Did you make that or get if from somewhere?


----------



## IbizaXL (Sep 21, 2005)

ZÆ said:


> Did you make that or get if from somewhere?


lets just say i "burrowed" it from the Heat's website indefinetly.... :biggrin:


----------



## Wade2Bosh (Mar 31, 2004)

Gio305 said:


> Im also curious about something, and this is off topic..
> 
> anyone remember the flash-banner i added to the first game thread vs the Bulls? if you guys want, ill add that banner to every game thread from now on. just let me know


Yeah, go ahead if you want. That banner is awesome.


----------



## Ben (Nov 7, 2006)

Should be a win.
I hope Wade gets another 30+ and I hope Dorrel continues his excellent performances.
108-102 Heat.


----------



## Wade County (Jun 22, 2003)

Our defense has been pretty good lately. Dorrell should get a chance on Carter, so lets see how he does.

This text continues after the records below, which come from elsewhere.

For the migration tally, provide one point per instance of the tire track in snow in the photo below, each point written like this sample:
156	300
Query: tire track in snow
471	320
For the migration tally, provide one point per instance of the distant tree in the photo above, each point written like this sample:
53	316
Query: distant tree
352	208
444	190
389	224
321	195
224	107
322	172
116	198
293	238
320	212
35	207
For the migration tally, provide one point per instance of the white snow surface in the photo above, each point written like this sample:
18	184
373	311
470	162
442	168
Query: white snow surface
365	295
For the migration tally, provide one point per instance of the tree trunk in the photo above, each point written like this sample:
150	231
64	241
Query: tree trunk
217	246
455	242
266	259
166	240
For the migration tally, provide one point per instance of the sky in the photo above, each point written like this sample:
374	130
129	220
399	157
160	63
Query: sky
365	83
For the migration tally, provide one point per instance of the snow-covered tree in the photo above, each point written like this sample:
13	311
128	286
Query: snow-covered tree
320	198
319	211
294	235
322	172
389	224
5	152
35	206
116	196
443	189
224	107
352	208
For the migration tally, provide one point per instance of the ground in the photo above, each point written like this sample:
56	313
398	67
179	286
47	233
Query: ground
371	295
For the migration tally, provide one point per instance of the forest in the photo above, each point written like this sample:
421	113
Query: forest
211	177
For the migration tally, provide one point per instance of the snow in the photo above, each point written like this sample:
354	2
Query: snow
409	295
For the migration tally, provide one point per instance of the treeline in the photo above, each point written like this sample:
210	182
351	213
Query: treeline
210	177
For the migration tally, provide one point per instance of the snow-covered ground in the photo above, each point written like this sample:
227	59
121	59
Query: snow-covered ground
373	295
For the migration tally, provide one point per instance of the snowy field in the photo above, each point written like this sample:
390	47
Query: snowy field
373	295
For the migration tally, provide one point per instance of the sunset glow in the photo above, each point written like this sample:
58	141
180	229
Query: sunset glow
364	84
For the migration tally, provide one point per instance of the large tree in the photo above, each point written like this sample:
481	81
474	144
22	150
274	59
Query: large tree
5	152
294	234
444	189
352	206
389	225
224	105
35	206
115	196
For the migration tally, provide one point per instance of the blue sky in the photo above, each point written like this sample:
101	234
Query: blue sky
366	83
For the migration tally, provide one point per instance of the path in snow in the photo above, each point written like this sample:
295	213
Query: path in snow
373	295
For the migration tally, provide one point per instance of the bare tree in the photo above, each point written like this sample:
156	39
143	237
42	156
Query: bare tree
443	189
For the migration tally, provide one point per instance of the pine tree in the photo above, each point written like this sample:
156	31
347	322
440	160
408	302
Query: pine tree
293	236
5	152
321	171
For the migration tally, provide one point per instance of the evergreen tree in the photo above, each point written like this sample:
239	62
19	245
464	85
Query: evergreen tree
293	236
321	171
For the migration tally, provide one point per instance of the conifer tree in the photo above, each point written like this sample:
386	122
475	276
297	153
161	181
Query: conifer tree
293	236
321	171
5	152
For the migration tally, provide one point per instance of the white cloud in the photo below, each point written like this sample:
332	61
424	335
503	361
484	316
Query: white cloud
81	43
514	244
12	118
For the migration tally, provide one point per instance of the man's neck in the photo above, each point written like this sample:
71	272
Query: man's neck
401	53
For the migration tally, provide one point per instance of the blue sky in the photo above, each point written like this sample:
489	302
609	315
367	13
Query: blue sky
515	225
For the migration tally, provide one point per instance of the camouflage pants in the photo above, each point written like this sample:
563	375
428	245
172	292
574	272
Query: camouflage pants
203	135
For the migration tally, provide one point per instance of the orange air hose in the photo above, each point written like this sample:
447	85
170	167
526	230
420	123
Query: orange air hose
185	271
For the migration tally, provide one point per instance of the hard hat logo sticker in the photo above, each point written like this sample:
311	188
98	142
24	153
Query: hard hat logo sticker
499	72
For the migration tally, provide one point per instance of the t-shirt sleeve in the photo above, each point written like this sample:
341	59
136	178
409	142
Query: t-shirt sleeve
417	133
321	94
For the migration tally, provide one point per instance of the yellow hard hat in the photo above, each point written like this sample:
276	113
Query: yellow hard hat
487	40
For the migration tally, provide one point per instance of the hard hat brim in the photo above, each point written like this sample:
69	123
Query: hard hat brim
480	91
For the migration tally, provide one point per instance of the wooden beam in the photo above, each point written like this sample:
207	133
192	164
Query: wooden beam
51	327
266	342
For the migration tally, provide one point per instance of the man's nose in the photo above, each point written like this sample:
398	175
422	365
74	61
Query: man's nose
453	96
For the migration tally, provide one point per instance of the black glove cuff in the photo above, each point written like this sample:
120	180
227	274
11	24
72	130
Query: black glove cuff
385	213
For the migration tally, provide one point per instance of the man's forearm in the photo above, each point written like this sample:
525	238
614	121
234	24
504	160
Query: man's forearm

I say Wade has a big game - 33 points, 5 boards, 7 assists on 50% shooting and Dorrell has a solid 11 pts, 5 boards and 3 assists and plays good D.

Heat win 97 - 91  Book it!


----------



## L (Sep 20, 2005)

Gio305 said:


> I have a feeling Shaq will start. Another national televised game, uggh...it seems we never do well when the whole country is watching... often loosing by double-digits.
> 
> could this be a different story? i mean, *we are playing the Nets* :biggrin:


----------



## KingOfTheHeatians (Jul 22, 2005)

Wade is due for a 13-20, 35 points, 8 assists kind of game. And I'm also anxious to see how Dorell does against VC.


----------



## reHEATed (Jun 29, 2003)

its a road game, so its going to be a challenge for the early season Heat.....

we usually don't win these types of games early in the season. Hopefully with 3 days rest, and Shaq a weeks rest, it will be a different story.


----------



## DemonaL (Aug 24, 2005)

I think wade is finally picking up his rythem... should be a good game for both DW's... Shaq should be in double digits..


----------



## BlackNRed (Feb 9, 2005)

Dorrell should start.

Payton
Haslem
Shaq
Wright
Wade

I'm anxious to see him blow up for 20/10 type game. I think he can do it with starter minutes. Walker was always better coming off the bench last year.


----------



## Ben (Nov 7, 2006)

Good point there.^^
I feel that he needs that start, we get the crowd behind him even though it's away so we wont have the bigger crowd, he gets a big confidence boost, it can't go wrong, just pushing Walker for his place.


----------



## Diophantos (Nov 4, 2004)

Not sure Dorell's ready to start yet. I'd like to see more than 2 or 3 good games before I hand over the starting SF keys.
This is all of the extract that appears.